他这么做,搞的秦风都有点不好意思了,因为他碗里没有一次是吃干净的,总是会遗留那么几个饭粒的。
之前他没有在意,可是经过葛翁这么一折腾,他再也不好意思那么干了,每次都扒拉的干干净净,就差跟章嫂一样把饭碗舔一遍了。
秦风忽然之间对那首悯农诗很有感触:“锄禾日当午,汗滴禾下土,谁知盘中餐,粒粒皆辛苦。

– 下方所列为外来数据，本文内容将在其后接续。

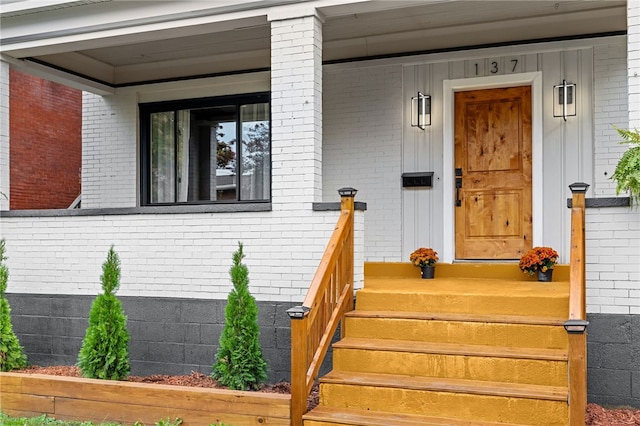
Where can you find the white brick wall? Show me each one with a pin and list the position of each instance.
(613, 260)
(4, 135)
(296, 107)
(633, 53)
(611, 109)
(109, 154)
(362, 148)
(172, 255)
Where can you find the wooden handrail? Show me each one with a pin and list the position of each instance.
(576, 326)
(330, 296)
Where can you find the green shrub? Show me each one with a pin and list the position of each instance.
(627, 172)
(11, 353)
(105, 348)
(239, 362)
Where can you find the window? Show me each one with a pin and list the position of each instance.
(206, 150)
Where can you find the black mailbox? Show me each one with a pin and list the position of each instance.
(417, 179)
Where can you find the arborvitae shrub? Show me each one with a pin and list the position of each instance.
(11, 353)
(239, 362)
(105, 348)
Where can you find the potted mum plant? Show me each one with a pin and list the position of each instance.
(539, 260)
(425, 258)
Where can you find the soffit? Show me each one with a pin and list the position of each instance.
(239, 39)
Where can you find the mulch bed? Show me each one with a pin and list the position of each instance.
(194, 379)
(596, 414)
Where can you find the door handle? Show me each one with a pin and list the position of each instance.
(458, 186)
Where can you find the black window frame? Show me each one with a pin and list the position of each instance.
(146, 109)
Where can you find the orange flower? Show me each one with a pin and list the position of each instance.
(538, 258)
(423, 257)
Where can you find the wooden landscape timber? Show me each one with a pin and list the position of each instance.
(72, 398)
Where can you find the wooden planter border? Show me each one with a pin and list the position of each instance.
(70, 398)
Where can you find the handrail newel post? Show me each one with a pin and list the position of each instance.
(330, 295)
(299, 327)
(576, 325)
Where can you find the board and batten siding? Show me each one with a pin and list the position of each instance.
(368, 142)
(566, 148)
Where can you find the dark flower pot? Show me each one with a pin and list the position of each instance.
(428, 272)
(545, 276)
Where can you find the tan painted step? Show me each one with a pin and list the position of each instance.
(326, 416)
(503, 270)
(465, 296)
(447, 360)
(509, 331)
(466, 400)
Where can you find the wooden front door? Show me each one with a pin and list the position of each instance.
(493, 173)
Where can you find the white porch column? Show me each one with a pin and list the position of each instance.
(4, 135)
(296, 102)
(633, 62)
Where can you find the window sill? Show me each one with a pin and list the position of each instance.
(202, 208)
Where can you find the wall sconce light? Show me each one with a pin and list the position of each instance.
(421, 111)
(575, 326)
(564, 100)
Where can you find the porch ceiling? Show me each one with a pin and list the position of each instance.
(118, 43)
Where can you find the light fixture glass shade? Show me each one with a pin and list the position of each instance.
(421, 111)
(564, 100)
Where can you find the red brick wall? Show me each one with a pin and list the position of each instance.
(45, 143)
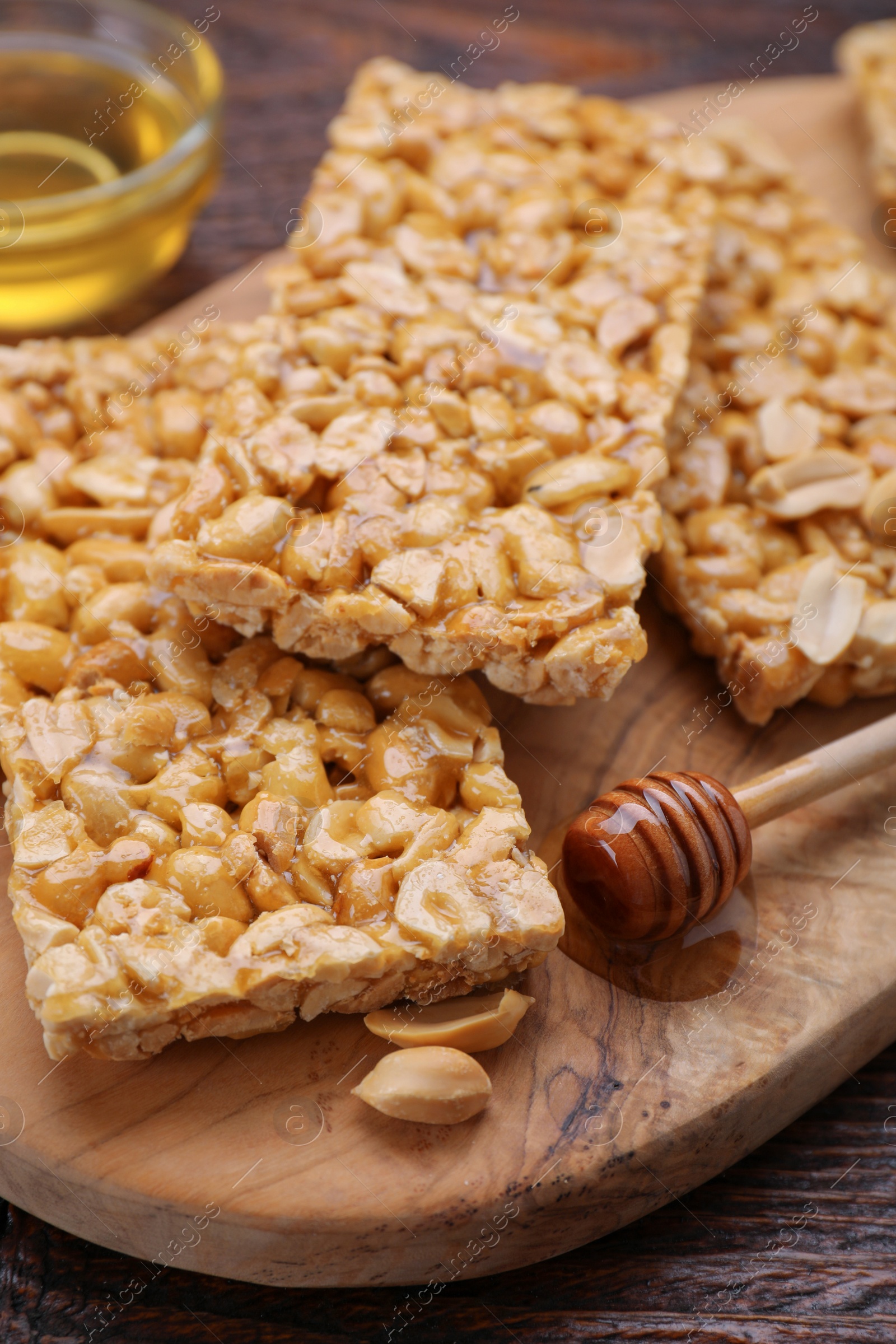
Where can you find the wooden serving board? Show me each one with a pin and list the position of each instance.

”
记得上小学的时候,那个时候还小,根本就不理解什么意思,只是当做一首脍炙人口的儿歌去唱记的。
可是现在经过了这段时间的劳作,真的有不一样的体会。
或许只有切身经历过、体验过,才能理解农人的不易吧?
后世那些所谓的‘砖家’一拍脑袋就信口雌黄,他们甚至一直都坐在空调房里,根本就没下过地。
再说句难听点的,连麦苗和韭菜都未必分的清,却大言不惭的指导农民伯伯种地,还真是滑天下之大稽。
还是陆放翁的诗写的好:纸上得来终觉浅,绝知此事要躬行。
这一点秦风倒是做的很好,凡事都带头去做,哪怕是做个样子,都比什么不做让他心安......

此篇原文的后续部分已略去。